In 96 hours of fighting and ambushes in far western Iraq, the squad had ceased to be.
Every member of the squad -- one of three that make up the 1st Platoon of Lima Company, 3rd Battalion, 25th Regiment -- had been killed or wounded, Marines here said. All told, the 1st Platoon -- which Hurley commands -- had sustained 60 percent casualties, demolishing it as a fighting force.

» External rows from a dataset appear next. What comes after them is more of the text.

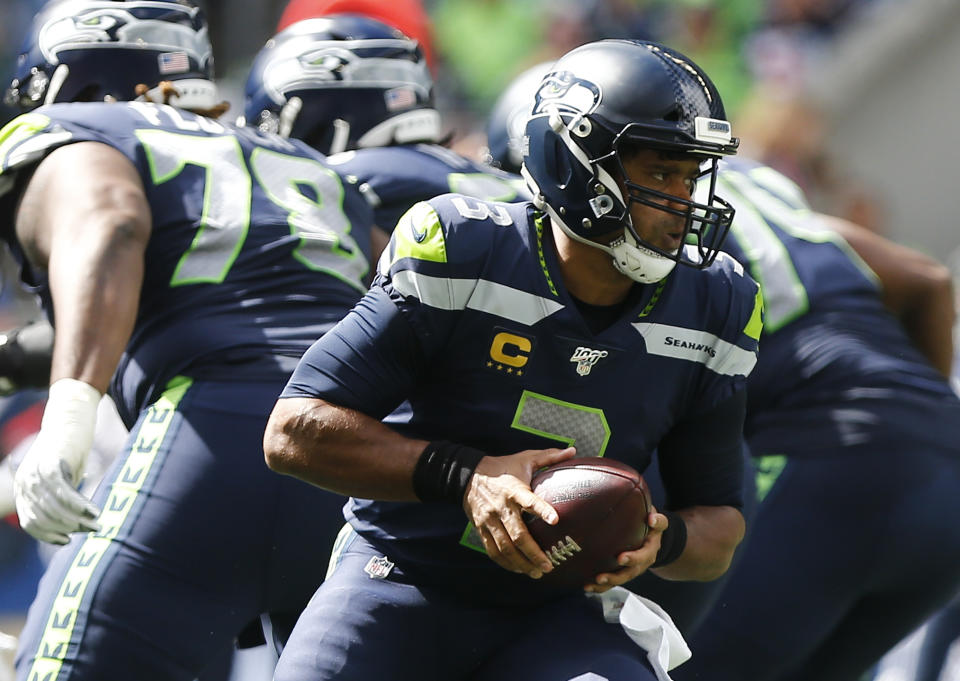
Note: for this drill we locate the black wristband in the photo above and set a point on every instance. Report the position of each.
(673, 540)
(443, 471)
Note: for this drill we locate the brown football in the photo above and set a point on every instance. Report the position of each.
(602, 505)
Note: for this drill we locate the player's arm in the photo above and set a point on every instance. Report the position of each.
(916, 288)
(83, 218)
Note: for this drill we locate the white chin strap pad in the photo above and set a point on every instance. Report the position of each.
(419, 125)
(639, 263)
(194, 94)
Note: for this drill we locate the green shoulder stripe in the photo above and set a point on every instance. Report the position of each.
(419, 235)
(16, 131)
(755, 324)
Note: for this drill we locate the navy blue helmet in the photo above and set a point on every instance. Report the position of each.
(508, 118)
(600, 98)
(342, 82)
(97, 50)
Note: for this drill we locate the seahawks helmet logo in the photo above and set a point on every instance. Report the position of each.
(326, 63)
(566, 93)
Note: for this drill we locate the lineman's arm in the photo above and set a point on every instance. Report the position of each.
(84, 219)
(916, 288)
(346, 451)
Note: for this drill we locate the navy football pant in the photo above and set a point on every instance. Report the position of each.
(688, 603)
(198, 538)
(848, 554)
(357, 628)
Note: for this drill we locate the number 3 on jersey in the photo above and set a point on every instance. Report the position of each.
(321, 224)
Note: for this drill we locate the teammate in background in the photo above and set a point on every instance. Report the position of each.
(348, 82)
(407, 16)
(857, 437)
(194, 263)
(509, 328)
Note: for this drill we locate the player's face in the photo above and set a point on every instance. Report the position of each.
(668, 174)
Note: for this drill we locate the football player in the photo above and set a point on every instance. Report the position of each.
(187, 265)
(348, 82)
(687, 602)
(578, 318)
(856, 433)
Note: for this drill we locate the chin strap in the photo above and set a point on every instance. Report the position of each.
(193, 94)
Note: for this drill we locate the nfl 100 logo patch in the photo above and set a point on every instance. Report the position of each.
(173, 62)
(378, 567)
(586, 358)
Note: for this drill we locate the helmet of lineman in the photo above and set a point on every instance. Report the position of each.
(97, 50)
(342, 82)
(608, 97)
(508, 118)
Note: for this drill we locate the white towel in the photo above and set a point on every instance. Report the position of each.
(649, 626)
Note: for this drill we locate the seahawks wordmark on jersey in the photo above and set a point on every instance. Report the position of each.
(258, 246)
(493, 353)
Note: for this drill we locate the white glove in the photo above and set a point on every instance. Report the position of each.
(48, 503)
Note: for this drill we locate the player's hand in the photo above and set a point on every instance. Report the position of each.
(48, 503)
(636, 562)
(498, 494)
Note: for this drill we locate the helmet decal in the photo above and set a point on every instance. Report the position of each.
(565, 93)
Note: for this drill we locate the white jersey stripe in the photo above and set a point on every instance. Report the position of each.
(476, 294)
(718, 355)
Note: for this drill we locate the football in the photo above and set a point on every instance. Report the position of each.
(602, 506)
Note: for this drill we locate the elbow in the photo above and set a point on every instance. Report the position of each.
(729, 535)
(277, 449)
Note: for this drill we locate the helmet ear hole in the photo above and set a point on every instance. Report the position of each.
(559, 161)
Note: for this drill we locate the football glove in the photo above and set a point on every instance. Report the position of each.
(48, 503)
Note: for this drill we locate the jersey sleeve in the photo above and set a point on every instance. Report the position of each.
(374, 357)
(738, 309)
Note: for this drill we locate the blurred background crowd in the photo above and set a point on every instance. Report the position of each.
(853, 99)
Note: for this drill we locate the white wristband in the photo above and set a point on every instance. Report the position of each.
(70, 418)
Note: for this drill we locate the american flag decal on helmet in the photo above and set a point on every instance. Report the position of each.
(173, 62)
(400, 98)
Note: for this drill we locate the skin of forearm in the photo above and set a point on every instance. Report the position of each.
(713, 534)
(341, 450)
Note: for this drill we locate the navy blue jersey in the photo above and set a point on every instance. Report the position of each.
(229, 206)
(500, 359)
(395, 178)
(831, 355)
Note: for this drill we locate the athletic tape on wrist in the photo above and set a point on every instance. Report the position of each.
(70, 417)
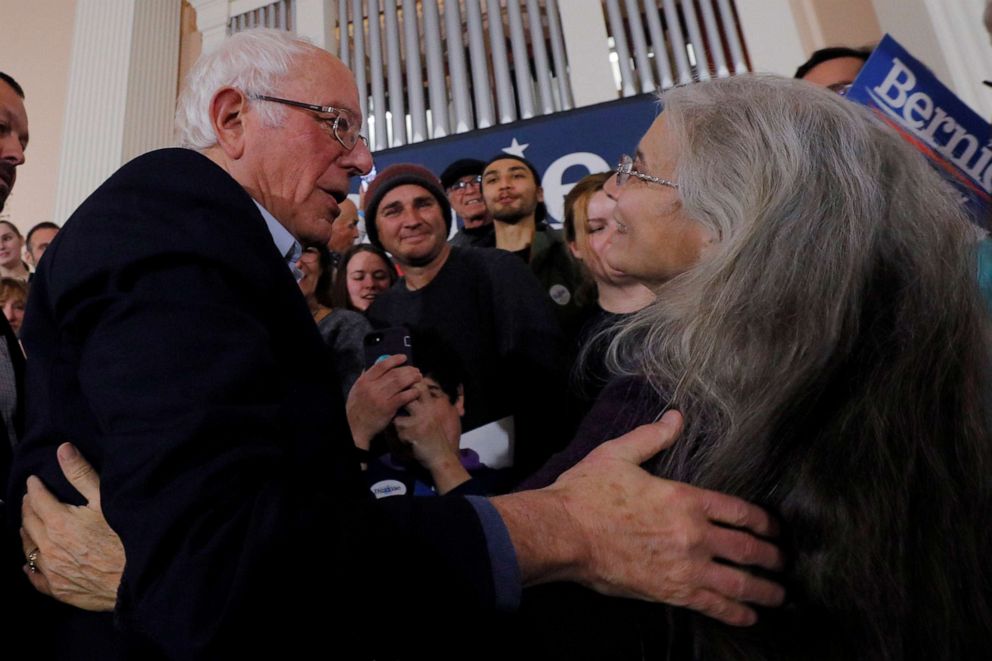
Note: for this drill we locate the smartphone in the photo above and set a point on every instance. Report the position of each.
(387, 342)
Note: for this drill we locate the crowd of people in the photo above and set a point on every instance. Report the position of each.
(737, 407)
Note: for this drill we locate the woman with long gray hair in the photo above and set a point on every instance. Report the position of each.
(818, 324)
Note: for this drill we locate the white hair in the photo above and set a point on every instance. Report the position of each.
(254, 61)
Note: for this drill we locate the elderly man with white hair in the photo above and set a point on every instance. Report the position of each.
(170, 344)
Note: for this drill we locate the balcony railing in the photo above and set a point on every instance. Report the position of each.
(431, 68)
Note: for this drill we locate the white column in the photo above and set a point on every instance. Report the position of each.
(149, 117)
(771, 36)
(584, 28)
(211, 21)
(316, 20)
(950, 38)
(122, 91)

Is anyone paying attention?
( 8:23 AM )
Thesis done. No more night classes. The end is in sight (mid-July my masters program ends). Being a grad student and teacher and mother at the same time is a great lesson in ... something. I hate that my blogging has suffered. I went back to look in my archives of a year and two years ago and the quality was so much higher - and so much more frequent. But this is just a season and I'm sticking around - so it will get better again. Hopefully soon.
Wednesday, May 04, 2005
( 2:42 PM )
Again. For the 44th time since March 2003, Oregon flags have flown half-staff. Forty-four children of Oregon or with connections & family here have lost their lives in Iraq. 44. Out of 1593 as of today. Not to mention 100's of thousands of Iraqis.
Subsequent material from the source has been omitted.